Memory of Water
- First Finnish p/b edition
- Author: Emmi Itäranta
- Original title: Teemestarin kirja
- Language: English
- Genre: Climate fiction Speculative fiction
- Publication date: 2012 (Teos)
- Published in English: 2014 (HarperCollins)
- Media type: Print
- Pages: 266
- ISBN: 9780007529919

= Memory of Water =

2014 novel by Emmi Itäranta

Memory of Water (Finnish: Teemestarin kirja, "The Tea Master's Book") is the debut novel by Finnish author Emmi Itäranta, published in 2014 by HarperCollins. The Finnish version of the novel, which Itäranta wrote simultaneously along with the English one, was published in Finland in 2013 by the publishing house Teos. Set in a dystopian future where fresh water is scarce, it tells the story of Noria, a young tea master's apprentice, who must come to terms with a great secret and even greater responsibility that follows this knowledge.

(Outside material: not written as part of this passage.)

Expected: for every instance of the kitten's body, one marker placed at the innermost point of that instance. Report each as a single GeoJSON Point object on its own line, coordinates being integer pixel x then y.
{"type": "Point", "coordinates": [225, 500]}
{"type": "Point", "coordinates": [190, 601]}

The Finnish manuscript won the Fantasy and Sci-Fi Literary Fiction contest organised by Teos in 2012 and was subsequently published. The book won the Kalevi Jäntti Award in 2012, and the Nuori Aleksis Award in 2013. It was also shortlisted for the 2013 Tähtivaeltaja Award.

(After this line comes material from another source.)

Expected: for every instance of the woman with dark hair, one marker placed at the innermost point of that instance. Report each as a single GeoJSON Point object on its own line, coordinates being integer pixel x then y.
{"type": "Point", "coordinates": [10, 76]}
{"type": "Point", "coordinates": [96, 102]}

The English language version of the book has been featured on several shortlists in both the US and the UK - the Philip K. Dick Award, Compton Crook Award, Golden Tentacle Award and Arthur C. Clarke Award. The novel also appeared on the 2014 James Tiptree, Jr. Award Honor List.

In 2022, a film adaptation based on the novel was released, directed by Saara Saarela and starring Saga Sarkola.